Mon article a mis à jour l’importance réelle du problème des TMS à fin d’inciter à faire des études en Tunisie qui auront comme objectifs de déterminer la prévalence de ces troubles chez le violoniste, d’établir une corrélation entre ces symptômes et les facteurs en rapport avec la pratique professionnelle et de réaliser la prise en charge préventive et curative  pour  montrer l’importance de ces problèmes et de déterminer les taux de prévalence des TMS .

Je pense que les professeurs de musique, le corps médical, et aussi les instrumentistes soient informés des manifestations de ces troubles et des facteurs qui peuvent les provoquer afin d’établir des mesures préventives. Il est essentiel d’intégrer cette prévention dès l’apprentissage et c’est-à-dire tout le rôle des enseignants de musique, mais aussi des parents en les formant pour repérer les signes d’alerte. Enfin, c’est aux médecins, kinésithérapeutes psychologues d’aider ces musiciens à un bon usage corporel et psychologique après une incapacité temporaire afin d’éviter une récidive. Et c’est l’ignorance de ces mesures qui peut être à la source des nombreuses affections qui sont susceptibles de troubler et parfois même  d’interrompre la  carrière artistique du violoniste.
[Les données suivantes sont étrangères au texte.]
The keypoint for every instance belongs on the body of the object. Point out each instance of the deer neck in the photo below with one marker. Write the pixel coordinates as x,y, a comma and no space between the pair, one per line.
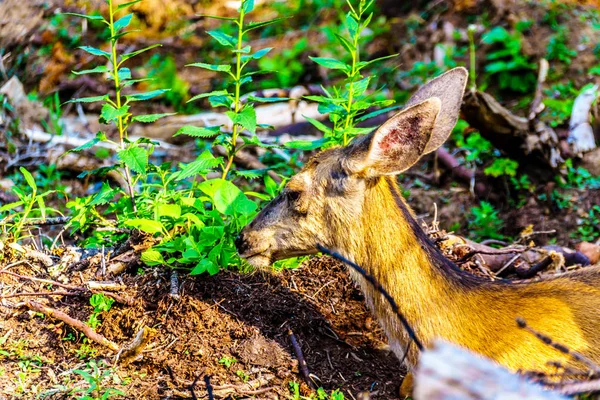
390,245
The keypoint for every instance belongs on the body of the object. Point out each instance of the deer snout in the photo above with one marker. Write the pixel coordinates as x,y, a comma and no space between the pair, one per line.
253,247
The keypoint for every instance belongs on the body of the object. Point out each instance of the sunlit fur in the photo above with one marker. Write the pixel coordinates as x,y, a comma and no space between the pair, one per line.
367,221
D’où la nécessité d’une approche multidisciplinaire de l’information des violonistes et des musiciens en général sur l’anatomie fonctionnelle, l’hygiène de vie et l’orgonomie et les troubles neuro-musculo-squelettiques  qui en découlent du non respect de ces règles. Il est donc intéressant de pratiquer des études pour exploiter ces facteurs

Ces troubles musculo-squelettiques doivent-ils être  reconnus comme maladies professionnelles ?

Bibliographie :

TUBIANA (Raoul), Pathologie professionnelle des musiciens, Elsevier/Masson,  2002, 244 pages.